页面排序——智能数据分析

Page Rank


Goal: rank the search result.

“Authority” of documents: Number of citation.

    So we create a Directional Graph.

Authority to page

  1. \(X_i\in R\).
  2. \(X_i=\sum_{j\in Parent(i)}\frac{1}{N}X_j\).
  3. Default visibility 1.

Combine the 2 and 3, we have: \(X = dWX + (1-d)1\).


Solution to this equation

  1. Stupid way, take inverse and solve.
  2. Contraction Function iteration.

Fix Point and Dynamic System

    For \(F(X)=X=dWX+(1-d)1\), find \(X_*: X_*=F(X_*)\).

    So how to find \(X_*\)?

  1. Lipshiz Continuity: For any \(X_1, X_2 \in X\), \(\|G(X_1)-G(X_2)\|\leq\varrho\|X_1-X_2\|\), which \(0<\varrho<1\).

  2. Repeatedly apply \(G\) to \(G^{n-1}(X)\) to get \(G^n(X)\): \(\|G^n(X)-G^n(Y)\|\leq \varrho^n d\).

    Now we prove any initial \(X\) will end up in the same fix point after repeatedly apply \(G\).


Maximize The Visibility of a Page Community

Page Community

    A group of pages, connect with each other. The way to maximize its visibility is to maximize its energy.

\[E_G=|G|+E^{Into}_G-E^{Out}_G-E^{dp}_G\]

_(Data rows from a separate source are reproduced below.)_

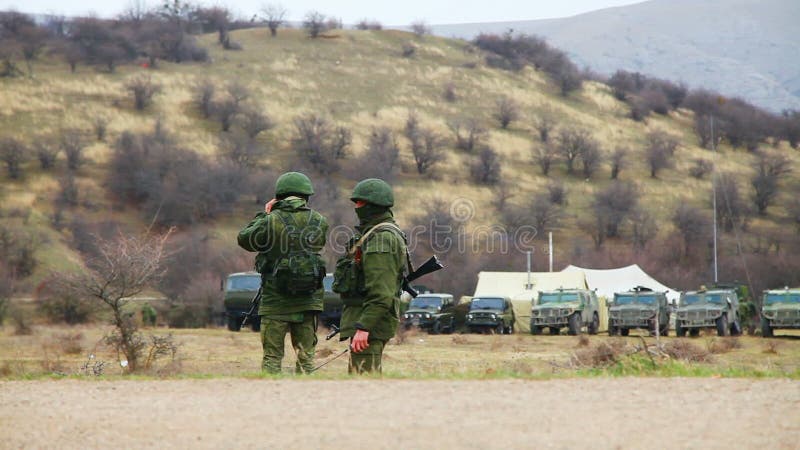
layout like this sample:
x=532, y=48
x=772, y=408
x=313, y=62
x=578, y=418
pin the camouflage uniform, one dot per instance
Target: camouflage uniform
x=270, y=235
x=371, y=300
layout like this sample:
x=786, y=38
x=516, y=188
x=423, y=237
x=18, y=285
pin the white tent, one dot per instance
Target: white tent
x=609, y=281
x=522, y=292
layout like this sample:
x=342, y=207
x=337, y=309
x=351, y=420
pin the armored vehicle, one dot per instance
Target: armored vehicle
x=780, y=309
x=490, y=313
x=432, y=312
x=240, y=288
x=638, y=308
x=571, y=308
x=238, y=293
x=716, y=308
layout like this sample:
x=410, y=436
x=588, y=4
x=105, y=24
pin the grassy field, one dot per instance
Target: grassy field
x=56, y=351
x=358, y=79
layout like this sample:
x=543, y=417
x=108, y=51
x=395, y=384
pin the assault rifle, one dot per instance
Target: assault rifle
x=253, y=306
x=430, y=266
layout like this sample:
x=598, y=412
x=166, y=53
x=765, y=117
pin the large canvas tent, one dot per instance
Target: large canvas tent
x=608, y=281
x=522, y=288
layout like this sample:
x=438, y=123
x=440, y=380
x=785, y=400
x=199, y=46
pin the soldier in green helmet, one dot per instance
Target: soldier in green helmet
x=288, y=236
x=369, y=276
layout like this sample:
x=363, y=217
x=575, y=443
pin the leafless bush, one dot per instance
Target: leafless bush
x=143, y=89
x=685, y=350
x=660, y=151
x=274, y=15
x=420, y=28
x=13, y=153
x=506, y=112
x=46, y=152
x=204, y=98
x=618, y=161
x=469, y=135
x=73, y=145
x=545, y=155
x=701, y=168
x=127, y=266
x=314, y=24
x=557, y=193
x=319, y=143
x=485, y=167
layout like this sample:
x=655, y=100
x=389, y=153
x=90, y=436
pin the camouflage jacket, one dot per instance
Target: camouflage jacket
x=383, y=263
x=266, y=235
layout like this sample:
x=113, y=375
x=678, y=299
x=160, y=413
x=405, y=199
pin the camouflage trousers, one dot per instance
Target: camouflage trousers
x=368, y=360
x=303, y=332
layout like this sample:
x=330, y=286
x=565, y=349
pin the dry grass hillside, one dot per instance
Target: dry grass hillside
x=360, y=80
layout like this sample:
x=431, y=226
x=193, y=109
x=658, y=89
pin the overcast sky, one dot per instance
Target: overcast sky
x=395, y=12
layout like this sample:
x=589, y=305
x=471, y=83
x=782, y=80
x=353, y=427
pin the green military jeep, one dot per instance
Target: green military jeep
x=638, y=308
x=715, y=308
x=780, y=308
x=489, y=313
x=432, y=312
x=571, y=308
x=240, y=288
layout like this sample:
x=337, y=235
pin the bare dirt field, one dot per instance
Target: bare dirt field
x=264, y=413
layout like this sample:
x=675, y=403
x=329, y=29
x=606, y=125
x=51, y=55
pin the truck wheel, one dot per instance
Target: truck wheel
x=234, y=323
x=679, y=330
x=722, y=326
x=574, y=324
x=766, y=328
x=595, y=325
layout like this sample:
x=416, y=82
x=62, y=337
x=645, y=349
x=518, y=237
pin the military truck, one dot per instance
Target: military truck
x=715, y=308
x=240, y=288
x=490, y=313
x=780, y=309
x=431, y=312
x=638, y=308
x=571, y=308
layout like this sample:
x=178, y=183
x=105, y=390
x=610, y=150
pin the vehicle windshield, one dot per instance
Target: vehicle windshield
x=244, y=283
x=486, y=303
x=773, y=299
x=635, y=300
x=696, y=299
x=557, y=298
x=425, y=303
x=327, y=283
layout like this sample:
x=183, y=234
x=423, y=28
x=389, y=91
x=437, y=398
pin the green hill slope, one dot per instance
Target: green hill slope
x=360, y=80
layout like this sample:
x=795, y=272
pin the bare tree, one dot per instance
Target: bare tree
x=124, y=268
x=143, y=89
x=770, y=168
x=507, y=111
x=485, y=167
x=692, y=224
x=13, y=153
x=314, y=24
x=618, y=161
x=545, y=155
x=660, y=151
x=469, y=134
x=274, y=15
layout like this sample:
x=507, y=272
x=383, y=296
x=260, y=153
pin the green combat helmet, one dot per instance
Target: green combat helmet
x=375, y=191
x=293, y=183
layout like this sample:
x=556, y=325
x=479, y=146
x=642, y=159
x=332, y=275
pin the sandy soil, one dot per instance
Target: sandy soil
x=602, y=413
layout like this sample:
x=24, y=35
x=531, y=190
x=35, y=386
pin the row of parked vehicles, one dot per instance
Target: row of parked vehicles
x=575, y=310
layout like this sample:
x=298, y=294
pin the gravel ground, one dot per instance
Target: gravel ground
x=370, y=414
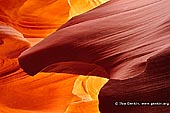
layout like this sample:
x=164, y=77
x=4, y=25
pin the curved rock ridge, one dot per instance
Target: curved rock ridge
x=118, y=36
x=37, y=18
x=12, y=42
x=43, y=93
x=152, y=86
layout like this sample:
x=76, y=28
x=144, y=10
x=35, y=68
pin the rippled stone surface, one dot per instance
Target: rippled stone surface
x=126, y=41
x=37, y=18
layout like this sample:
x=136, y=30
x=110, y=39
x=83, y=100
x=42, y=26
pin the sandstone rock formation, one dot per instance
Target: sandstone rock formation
x=39, y=18
x=126, y=41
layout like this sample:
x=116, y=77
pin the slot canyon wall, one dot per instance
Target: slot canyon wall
x=70, y=56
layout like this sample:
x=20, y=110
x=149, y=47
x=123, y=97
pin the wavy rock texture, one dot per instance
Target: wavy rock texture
x=126, y=41
x=46, y=92
x=37, y=18
x=115, y=39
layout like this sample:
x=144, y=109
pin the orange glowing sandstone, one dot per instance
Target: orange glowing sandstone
x=45, y=92
x=39, y=18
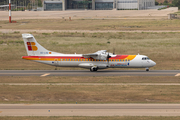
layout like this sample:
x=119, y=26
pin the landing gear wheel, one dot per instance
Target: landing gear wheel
x=92, y=69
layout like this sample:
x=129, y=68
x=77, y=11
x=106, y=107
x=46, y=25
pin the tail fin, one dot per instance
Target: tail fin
x=33, y=48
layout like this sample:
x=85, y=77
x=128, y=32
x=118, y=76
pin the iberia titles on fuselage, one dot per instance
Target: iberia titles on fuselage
x=94, y=61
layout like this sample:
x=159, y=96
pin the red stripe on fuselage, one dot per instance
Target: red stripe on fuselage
x=72, y=57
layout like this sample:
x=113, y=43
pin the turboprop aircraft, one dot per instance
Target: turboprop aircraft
x=93, y=61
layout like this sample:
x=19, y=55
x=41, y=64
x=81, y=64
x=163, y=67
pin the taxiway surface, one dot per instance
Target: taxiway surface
x=89, y=109
x=88, y=73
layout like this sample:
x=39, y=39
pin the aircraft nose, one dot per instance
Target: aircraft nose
x=153, y=63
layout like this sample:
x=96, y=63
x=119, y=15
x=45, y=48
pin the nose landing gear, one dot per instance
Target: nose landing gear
x=147, y=69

    where \(\|G\|\) is the number of page in the community.

  1. \[E^{Into}_G=\frac{1-d}{d}\sum_{p\in Into(G)}x_p\rho_p\]
  2. \[E^{Out}_G=\frac{1-d}{d}\sum_{p\in Out(G)}x_p(1-\rho_p)\]
  3. \[E^{dp}_G=\frac{1-d}{d}\sum_{p\in dp(G)}x_p\]
  4. \(dp\) means the pages which have no outer link.

  5. \(\rho_p\) means the fraction of its outgoing links that stay inside \(G\).

作者:卢弘毅